I shipped a minor change this morning that was just 10 lines of code, but it required me to navigate through a bunch of tools: issue tracker, editor, Git host, continuous integration, deployment panel, logs, Slack, and finally the dashboard. That's a total of seven tools just for one trivial feature! I'm curious, how many tools do you typically interact with when making a small change? Streamlining this process is something I'm really focused on right now.
4 Answers
For me, it involves a lot of terminal commands. Here’s my flow: Terminal for the issue tracker, another terminal for the Gitea CLI, lazygit, neovim with Obsidian—then Unity and Rider, and a few more terminal tricks for profiling and building. I keep everything in terminal sessions. Pretty streamlined, right? Though I definitely face that cognitive overload from switching contexts!

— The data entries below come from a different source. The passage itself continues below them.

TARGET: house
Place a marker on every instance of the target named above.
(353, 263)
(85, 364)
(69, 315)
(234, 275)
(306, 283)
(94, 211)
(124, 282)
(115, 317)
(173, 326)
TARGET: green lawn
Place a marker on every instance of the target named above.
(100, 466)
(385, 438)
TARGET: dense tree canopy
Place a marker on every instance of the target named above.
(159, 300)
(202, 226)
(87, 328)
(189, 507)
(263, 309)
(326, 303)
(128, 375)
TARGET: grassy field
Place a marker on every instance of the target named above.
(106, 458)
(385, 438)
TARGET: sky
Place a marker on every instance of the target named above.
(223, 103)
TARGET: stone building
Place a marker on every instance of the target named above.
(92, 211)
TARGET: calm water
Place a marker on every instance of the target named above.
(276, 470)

Only seven? That’s low! My last quick fix involved hitting up: Slack, Jira, GitHub, VSCode, terminal, Docker, then back to GitHub, and using Actions, ArgoCD, and Datadog. I ended up using twelve tools since I had to update Jira twice to close it. Each one adds up in terms of focus and time.
I keep it simple—I use a script! Just a quick command in the terminal: './commit.sh "issue #blah" --deploy'. It automates everything else, and DigitalOcean takes care of deploying a fresh instance without leaving any unwanted orphans behind.
I used just two tools: PulsarEdit and WinSCP. Job done, quick and efficient!

Yeah, I feel you there. I struggle with context switching daily too. It really takes a toll on focus!